Rigid bronchoscopy is a safe technique in the neonatal/infant period for the diagnosis of airway pathology and it directs early management of these cases [1]. It gives an excellent view of the large airways, but requires general anaesthesia/sedation and the neonate has to be extubated to introduce the bronchoscope. Reintubation may be a challenge in neonates with a known difficult airway and may end up as a catastrophe if there is a delay in securing the airway.

Reintubation at the end of the procedure by conventional methods in this neonate was anticipated to be difficult because of severe intraoral edema caused by multiple and prolonged airway instrumentation, also due to the suspicion of congenital anomalies. In addition the neonate had not received any steroid to reduce airway edema at the referring hospital. Dexamethasone in a dose of 0.25-0.5 mg/kg iv; 3-5 doses starting at least 6-12 hours is indicated for elective extubation of "high risk" neonates, before extubation [2]. We have used a guidewire to prevent the loss of airway, to serve as a guide for rigid bronchoscopy and to facilitate endotracheal intubation at the end of procedure without interfering with the rigid bronchoscopy.

Guidewires have been safely used in many scenarios for facilitating endotracheal intubation. The CVP guidewire has been used as a guide for changing an oral tube to a nasal tube in the absence of sophisticated equipment [3]. They have also been used for retrograde intubation in infants as young as one month [4]. Scherlitz and Peters [5] have reported two cases with difficult airway, where a guidewire was left in the trachea postoperatively for assisting in rapid reintubation in the immediate postoperative period, if required. Guidewires have been introduced anterograde through the Laryngeal Mask Airway for subsequent endotracheal intubation [6,7]. Rodriguez, et al. [8] used a guidewire through the working channel of the fiberoptic bronchoscope (FOB) for railroading an ETT in a case of Treacher Collins syndrome.
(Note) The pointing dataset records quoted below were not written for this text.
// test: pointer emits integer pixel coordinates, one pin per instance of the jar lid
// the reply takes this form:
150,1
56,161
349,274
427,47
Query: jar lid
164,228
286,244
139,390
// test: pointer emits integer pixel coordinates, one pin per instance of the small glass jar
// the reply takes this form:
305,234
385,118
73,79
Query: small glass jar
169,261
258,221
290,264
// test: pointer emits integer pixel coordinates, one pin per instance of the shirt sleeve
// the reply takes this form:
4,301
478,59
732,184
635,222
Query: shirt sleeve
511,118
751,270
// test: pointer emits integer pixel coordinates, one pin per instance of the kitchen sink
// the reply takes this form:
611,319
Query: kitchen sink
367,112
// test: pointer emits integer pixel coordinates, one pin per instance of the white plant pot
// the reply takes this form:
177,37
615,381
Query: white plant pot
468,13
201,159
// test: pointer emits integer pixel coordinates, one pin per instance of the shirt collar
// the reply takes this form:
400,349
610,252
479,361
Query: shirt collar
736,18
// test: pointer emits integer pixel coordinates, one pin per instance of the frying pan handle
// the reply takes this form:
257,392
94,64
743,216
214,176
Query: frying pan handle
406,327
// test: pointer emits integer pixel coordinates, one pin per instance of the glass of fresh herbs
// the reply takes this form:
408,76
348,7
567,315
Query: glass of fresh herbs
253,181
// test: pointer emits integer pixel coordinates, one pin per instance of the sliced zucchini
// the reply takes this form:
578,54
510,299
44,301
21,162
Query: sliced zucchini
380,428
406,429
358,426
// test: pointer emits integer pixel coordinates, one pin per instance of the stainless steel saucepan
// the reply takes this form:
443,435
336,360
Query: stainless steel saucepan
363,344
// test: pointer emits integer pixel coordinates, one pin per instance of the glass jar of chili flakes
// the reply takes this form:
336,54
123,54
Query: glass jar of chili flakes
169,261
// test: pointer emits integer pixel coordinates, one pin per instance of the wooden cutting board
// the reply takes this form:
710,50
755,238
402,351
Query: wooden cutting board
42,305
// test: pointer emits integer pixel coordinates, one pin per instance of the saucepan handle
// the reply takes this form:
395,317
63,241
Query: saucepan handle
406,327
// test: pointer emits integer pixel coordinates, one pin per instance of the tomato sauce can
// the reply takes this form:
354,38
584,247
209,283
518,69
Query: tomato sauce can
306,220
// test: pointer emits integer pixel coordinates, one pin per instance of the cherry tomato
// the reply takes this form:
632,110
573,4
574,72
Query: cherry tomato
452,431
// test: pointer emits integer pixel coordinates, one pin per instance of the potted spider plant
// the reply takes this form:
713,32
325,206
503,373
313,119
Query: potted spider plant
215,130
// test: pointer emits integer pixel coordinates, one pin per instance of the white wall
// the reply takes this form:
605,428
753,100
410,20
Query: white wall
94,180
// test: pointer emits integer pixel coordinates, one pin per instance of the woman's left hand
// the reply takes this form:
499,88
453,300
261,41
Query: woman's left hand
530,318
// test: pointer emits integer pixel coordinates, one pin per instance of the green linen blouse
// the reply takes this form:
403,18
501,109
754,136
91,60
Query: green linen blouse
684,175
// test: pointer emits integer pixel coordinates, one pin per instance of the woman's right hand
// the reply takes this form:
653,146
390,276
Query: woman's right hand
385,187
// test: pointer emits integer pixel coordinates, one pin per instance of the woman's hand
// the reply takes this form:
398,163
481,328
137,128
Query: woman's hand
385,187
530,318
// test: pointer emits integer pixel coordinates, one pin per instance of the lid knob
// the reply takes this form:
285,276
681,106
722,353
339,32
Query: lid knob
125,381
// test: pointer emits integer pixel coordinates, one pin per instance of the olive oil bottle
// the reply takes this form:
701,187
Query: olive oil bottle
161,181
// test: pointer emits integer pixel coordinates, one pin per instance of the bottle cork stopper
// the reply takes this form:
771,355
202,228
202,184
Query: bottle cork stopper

Fig. 1 The guide wire held in place by the anaesthesiologist. Rigid bronchoscopy being done by the surgeon; transillumination can clearly be seen in the anterior aspect of the neck.

The guidewire is long (60 cm), smooth, and sufficiently rigid to allow "railroading" of tracheal tube over it. The small outer diameter of the guidewire allows a tracheal tube as small as 2.5 mm. A rigid bronchoscope can easily be introduced into the trachea by the side of the guidewire. The guidewire is visible throughout the procedure and the anaesthesiologist has control over its movement or dislodgement. The main disadvantage of this technique is inability to provide supplemental oxygen if there is a delay in reintubation and although it is a blunt wire there is always a small risk of lower airway injuries. We have used the straight end of the guidewire rather than the J tip end as we anticipated that the J tip may get entangled with the rigid bronchoscope or may get entrapped in the bronchi during bronchoscopy. Though there is a small possibility of CVP guidewire related complications (kinking, knotting or perforation), we had to use it as our options were limited. A pediatric FOB or a neonatal airway exchange catheter (AEC) was not available in our institution.

The use of ultra-thin pediatric FOB for assessment of tracheo-bronchial injuries and congenital abnormalities is a safer alternative to rigid bronchoscopy [9-10]. In a developing country like ours, very few tertiary care centers have an ultra thin FOB. The use of AEC airway exchange catheters (AEC) for difficult extubation is safe technique, but was not feasible in this scenario as the AEC would interfere with space required for introduction of the bronchoscope.

In conclusion, the use of a CVP guidewire to prevent the loss of airway and to reintubate neonates/infants at the end of rigid bronchoscopy is an innovative, safe, cost effective and successful technique.

Contributors: All the authors have contributed, designed and approved the manuscript. VSP: will act as guarantor.

Funding: None; Competing interests: None stated.